In conclusion, both DM and MS are inflammatory diseases of the brain that involves direct or indirect impairment in cerebral immune and insulin signaling pathways. MS may represent a form of DM. Futuristic investigations on the molecular and signaling mechanisms of MS may provide plausible evidences to support this claim.

References

1. Cho NH, Shaw JE, Karuranga S, et al. IDF diabetes atlas: Global estimates of diabetes prevalence for 2017 and projections for 2045. Diabetes Res Clin Pract 2018; 138:271-281.
2. Atlas of MS 2013: Mapping multiple sclerosis around the world. London: Multiple sclerosis international federation 2013.
3. Ahrén B. Insulin secretion and insulin sensitivity in relation to fasting glucose in healthy subjects. Diabetes Care 2007; 30:644-648.

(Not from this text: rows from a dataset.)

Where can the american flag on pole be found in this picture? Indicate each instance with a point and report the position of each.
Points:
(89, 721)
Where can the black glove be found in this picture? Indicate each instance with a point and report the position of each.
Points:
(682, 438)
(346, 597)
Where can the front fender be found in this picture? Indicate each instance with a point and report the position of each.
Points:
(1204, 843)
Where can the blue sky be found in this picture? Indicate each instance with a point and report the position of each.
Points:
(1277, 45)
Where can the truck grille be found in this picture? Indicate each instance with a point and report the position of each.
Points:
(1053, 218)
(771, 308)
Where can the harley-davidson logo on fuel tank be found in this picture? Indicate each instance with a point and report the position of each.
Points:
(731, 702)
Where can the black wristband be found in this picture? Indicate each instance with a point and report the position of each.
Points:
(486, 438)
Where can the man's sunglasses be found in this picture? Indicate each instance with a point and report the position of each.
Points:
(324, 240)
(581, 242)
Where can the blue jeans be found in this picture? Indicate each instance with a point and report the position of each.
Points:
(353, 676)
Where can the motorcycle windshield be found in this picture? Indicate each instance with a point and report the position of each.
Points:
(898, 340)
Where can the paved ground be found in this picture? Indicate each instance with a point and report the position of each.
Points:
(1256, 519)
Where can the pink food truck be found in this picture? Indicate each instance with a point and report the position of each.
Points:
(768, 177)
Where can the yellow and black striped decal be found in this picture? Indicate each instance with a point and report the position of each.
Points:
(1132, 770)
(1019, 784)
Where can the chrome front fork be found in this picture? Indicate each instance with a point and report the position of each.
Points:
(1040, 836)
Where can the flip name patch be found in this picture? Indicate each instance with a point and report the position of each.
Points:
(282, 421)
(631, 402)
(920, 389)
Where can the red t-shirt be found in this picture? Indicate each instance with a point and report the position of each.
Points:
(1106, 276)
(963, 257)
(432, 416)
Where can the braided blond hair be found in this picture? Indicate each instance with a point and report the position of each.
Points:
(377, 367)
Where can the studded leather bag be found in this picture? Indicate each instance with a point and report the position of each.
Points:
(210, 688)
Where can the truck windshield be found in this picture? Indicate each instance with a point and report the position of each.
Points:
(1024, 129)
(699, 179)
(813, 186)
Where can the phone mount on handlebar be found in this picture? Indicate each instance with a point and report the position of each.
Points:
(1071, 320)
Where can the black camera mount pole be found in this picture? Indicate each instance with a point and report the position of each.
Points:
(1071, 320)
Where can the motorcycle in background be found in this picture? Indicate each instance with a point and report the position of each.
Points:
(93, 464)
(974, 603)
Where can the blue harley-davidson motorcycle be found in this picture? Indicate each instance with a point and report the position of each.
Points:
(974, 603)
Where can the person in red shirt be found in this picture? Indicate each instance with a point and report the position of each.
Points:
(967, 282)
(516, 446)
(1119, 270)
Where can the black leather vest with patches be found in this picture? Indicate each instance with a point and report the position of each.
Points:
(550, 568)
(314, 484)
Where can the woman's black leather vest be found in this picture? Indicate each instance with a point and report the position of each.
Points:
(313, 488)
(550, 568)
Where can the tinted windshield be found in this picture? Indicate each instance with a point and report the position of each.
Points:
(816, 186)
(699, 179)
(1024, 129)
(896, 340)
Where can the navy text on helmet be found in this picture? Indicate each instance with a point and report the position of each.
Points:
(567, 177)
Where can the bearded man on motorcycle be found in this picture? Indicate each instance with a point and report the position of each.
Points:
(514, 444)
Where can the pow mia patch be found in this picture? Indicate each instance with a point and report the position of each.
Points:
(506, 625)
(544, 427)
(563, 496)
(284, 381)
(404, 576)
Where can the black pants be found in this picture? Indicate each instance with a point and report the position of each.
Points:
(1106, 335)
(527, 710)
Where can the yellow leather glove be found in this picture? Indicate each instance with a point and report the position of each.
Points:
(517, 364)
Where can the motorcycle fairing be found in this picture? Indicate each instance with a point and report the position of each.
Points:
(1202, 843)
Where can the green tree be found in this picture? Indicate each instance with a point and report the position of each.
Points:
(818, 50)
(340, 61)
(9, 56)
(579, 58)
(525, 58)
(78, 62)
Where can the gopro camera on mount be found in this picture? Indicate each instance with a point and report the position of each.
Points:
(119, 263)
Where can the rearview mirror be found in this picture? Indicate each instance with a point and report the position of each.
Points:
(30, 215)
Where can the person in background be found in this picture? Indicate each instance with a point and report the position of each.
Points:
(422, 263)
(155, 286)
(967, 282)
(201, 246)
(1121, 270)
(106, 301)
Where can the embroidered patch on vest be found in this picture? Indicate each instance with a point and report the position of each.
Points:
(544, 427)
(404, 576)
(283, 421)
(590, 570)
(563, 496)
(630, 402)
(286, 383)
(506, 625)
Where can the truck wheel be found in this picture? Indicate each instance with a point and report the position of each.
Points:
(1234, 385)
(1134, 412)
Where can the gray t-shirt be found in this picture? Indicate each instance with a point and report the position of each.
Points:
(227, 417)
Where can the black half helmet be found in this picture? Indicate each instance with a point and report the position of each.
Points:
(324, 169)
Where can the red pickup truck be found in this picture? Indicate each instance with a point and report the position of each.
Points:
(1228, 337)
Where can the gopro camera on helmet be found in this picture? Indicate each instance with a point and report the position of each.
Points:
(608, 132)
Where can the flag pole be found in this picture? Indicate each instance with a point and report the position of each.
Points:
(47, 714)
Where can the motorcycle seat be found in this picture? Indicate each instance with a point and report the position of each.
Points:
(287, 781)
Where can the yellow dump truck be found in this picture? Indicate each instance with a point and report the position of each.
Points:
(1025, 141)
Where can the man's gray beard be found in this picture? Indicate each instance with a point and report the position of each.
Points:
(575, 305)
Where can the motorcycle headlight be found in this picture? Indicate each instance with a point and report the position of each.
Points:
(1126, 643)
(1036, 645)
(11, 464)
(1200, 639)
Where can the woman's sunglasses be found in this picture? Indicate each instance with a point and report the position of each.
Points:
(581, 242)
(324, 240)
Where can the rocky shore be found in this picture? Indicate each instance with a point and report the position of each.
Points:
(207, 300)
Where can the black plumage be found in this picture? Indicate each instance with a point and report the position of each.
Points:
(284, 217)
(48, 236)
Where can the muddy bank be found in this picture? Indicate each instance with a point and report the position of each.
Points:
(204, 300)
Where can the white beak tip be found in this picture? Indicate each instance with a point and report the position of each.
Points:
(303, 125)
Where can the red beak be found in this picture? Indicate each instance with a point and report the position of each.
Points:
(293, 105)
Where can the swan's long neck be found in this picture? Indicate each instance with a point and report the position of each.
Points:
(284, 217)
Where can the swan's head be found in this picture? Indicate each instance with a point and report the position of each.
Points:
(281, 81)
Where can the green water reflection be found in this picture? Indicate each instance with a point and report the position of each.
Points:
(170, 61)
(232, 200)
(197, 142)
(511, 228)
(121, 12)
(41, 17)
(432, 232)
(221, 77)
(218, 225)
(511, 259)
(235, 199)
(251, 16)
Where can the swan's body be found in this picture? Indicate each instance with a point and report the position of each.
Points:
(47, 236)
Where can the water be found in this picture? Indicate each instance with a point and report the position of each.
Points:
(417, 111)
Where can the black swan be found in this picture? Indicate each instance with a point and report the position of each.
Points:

4. Werther GA, Hogg A, Oldfield BJ, et al. Localization and characterization of insulin receptors in rat brain and pituitary gland using in vitro autoradiography and computerized densitometry. Endocrinology 1987; 121:1562-1570.
5. Burén J, Eriksson JW. Is insulin resistance caused by defects in insulin's target cells or by a stressed mind? Diabetes Metab Res Rev 2005; 21:487-494.
6. de la Monte SM, Wands JR. Alzheimer's disease is type 3 diabetes–evidence reviewed. J Diabetes Sci Technol 2008; 2:1101–1113.
7. Roohi A, Tabrizi M, Abbasi F, et al. Serum IL-17, IL-23, and TGF-β levels in type 1 and type 2 diabetic patients and age-matched healthy controls. BioMed Res Int 2014; 2014:718946.
8. International multiple sclerosis genetics consortium (IMSGC). The expanding genetic overlap between multiple sclerosis and type I diabetes. Genes Immun 2009; 10:11-14.
9. Leibowitz SM, YanJ. NF-κB pathways in the pathogenesis of multiple sclerosis and the therapeutic implications. Front Mol Neurosci 2016; 9:84.
10. Zhang Y, Huang NQ, Yan F, et al. Diabetes mellitus and Alzheimer’s disease: GSK-3β as a potential link. Behav Brain Res 2018; 339:57-65.
11. Malhotra S, Río J, Urcelay E, et al. NLRP3 inflammasome is associated with the response to IFN-β in patients with multiple sclerosis. Brain 2015; 138:644–652.
12. Stone S, Jamison S, Yue Y, et al. NF-κB activation protects oligodendrocytes against inflammation. J Neurosci 2017; 37:9332-9344.
13. Devier DJ, Lovera JF, Lukiw WJ. Increase in NF-κB-sensitive miRNA-146a and miRNA-155 in multiple sclerosis (MS) and pro-inflammatory neurodegeneration. Front Mol Neurosci 2015; 8:5.